Jira new pricing tier to –$765,432,091.03 per user / month(atlassian.com) |
Jira new pricing tier to –$765,432,091.03 per user / month(atlassian.com) |
It takes 247 years to open the form to fill the details for the ticket.
E.g. we were forced to switch from Jira to Rally, and it turns out that Rally is much worse.
I guess someone is panicking and trying to fix it live
I get that move fast and break things is supposed to, in the end, ensure better code, better debugging and ultimately a better experience.
But the way JIRA does it (And a few other companies) is, quite frankly, painful to see, even on the sidelines.
Like that time they just straight locked folks out of their tenants if their tenant name started with number or something. They do thing, often without any aux plans to revert. Its pants on head crazy imho. How key executives listed in their stock portfolio pages didnt lose their jobs over that is beyond me.
https://www.protocol.com/bulletins/atlassian-jira-outage-wee...
https://www.bleepingcomputer.com/news/technology/ongoing-atl...
I guess someone at Jira is having a bad day.
Really, I wonder where these numbers come from...
They must be A/B testing.
You can't void for Unilateral mistake unless it's egregious, but this is egregious.
Standard $790 a year User tier: 0 - 10
Premium $1,525 a year User tier: -987654320 - 10
Atlassian would have thought they'd get a free press but instead they're rightly getting ripped apart with sarcastic references to their own product.
Standard -$765,432,091.03 per user (average) -$7,654,320,910.25 a month
Premium -$1,506,172,824.28 per user (average) -$15,061,728,242.75 a month
Like, in JS: 0.3 - 0.2 - 0.1 === -2.7755575615628914e-17 // true
However they did not state for how long is offer valid, so they will be able to change pricing tiers later.
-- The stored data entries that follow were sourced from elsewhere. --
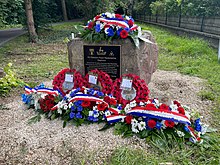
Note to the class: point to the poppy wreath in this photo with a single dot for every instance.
(138, 84)
(60, 78)
(104, 79)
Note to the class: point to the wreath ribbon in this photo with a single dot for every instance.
(114, 22)
(29, 90)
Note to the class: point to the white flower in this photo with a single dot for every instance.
(109, 15)
(133, 104)
(127, 108)
(96, 113)
(204, 128)
(134, 129)
(70, 104)
(107, 113)
(59, 111)
(163, 124)
(156, 102)
(180, 133)
(148, 102)
(90, 113)
(134, 122)
(187, 108)
(141, 126)
(127, 18)
(141, 103)
(139, 31)
(106, 32)
(43, 95)
(187, 115)
(173, 107)
(65, 107)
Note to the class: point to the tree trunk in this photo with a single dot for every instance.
(64, 10)
(30, 21)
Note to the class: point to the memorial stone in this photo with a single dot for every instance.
(141, 61)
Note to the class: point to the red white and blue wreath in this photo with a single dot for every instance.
(104, 81)
(59, 79)
(139, 85)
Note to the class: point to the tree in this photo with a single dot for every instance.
(30, 21)
(63, 3)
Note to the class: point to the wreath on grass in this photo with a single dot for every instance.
(103, 79)
(60, 78)
(138, 85)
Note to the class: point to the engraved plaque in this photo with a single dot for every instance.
(103, 57)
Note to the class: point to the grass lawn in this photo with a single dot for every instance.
(40, 62)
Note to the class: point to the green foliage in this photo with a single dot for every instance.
(11, 12)
(188, 7)
(9, 81)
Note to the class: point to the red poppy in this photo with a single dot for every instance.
(123, 34)
(101, 107)
(164, 106)
(181, 110)
(128, 119)
(113, 102)
(86, 104)
(90, 25)
(107, 99)
(118, 16)
(97, 17)
(150, 106)
(169, 124)
(130, 23)
(151, 123)
(177, 103)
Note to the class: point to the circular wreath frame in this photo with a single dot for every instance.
(142, 91)
(104, 79)
(60, 78)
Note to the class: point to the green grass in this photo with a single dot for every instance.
(192, 57)
(40, 62)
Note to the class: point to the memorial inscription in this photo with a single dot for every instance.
(105, 58)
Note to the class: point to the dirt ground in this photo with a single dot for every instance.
(46, 142)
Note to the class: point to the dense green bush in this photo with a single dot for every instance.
(9, 81)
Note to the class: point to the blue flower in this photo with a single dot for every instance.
(158, 125)
(186, 129)
(78, 103)
(91, 91)
(127, 29)
(198, 126)
(79, 108)
(78, 115)
(73, 108)
(118, 32)
(26, 98)
(95, 112)
(119, 107)
(100, 93)
(90, 118)
(72, 115)
(98, 28)
(95, 119)
(110, 32)
(65, 98)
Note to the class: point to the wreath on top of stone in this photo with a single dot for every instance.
(108, 26)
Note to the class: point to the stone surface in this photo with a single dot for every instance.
(141, 61)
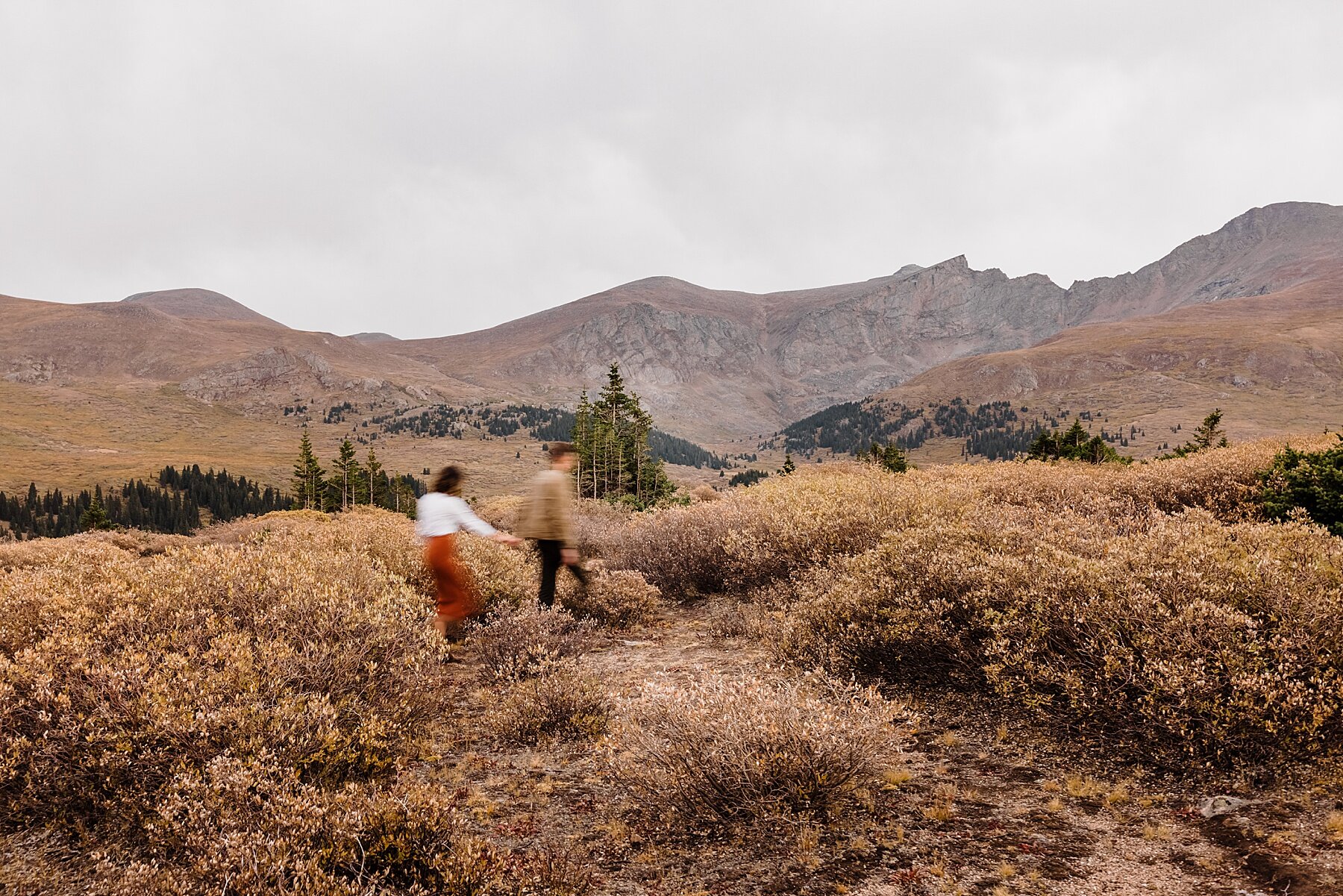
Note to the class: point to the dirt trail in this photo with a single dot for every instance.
(967, 808)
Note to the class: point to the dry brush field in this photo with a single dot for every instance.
(997, 679)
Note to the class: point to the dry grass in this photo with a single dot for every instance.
(230, 714)
(520, 642)
(723, 751)
(557, 704)
(1143, 602)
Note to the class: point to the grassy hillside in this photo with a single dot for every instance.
(1067, 661)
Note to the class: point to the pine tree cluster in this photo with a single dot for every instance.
(176, 505)
(349, 483)
(611, 438)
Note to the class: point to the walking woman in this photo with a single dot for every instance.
(438, 518)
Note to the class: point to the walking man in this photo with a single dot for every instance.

For instance, at least in Python, 3//2 == 1 while -3//2 == -2; integer division is rounded down, and not towards zero as one may expect. Decimal lets you pick how you want that to go.
Some places it's bad enough that Jira is used to appease the people with the purse strings, and the inputs have no bearing on reality at any given moment, while all the real workflows are tracked using paper note cards pinned to a cork posterboard that sits on Joe's desk behind his monitors.
However the last few times I've used it, it wasn't the PM process that sucked - in fact I loved my PMs because I got to offload most of the Jira upkeep to them and never touch the tool myself. However every time I have to use the pile of shit myself I end up mumbling quite colorful language.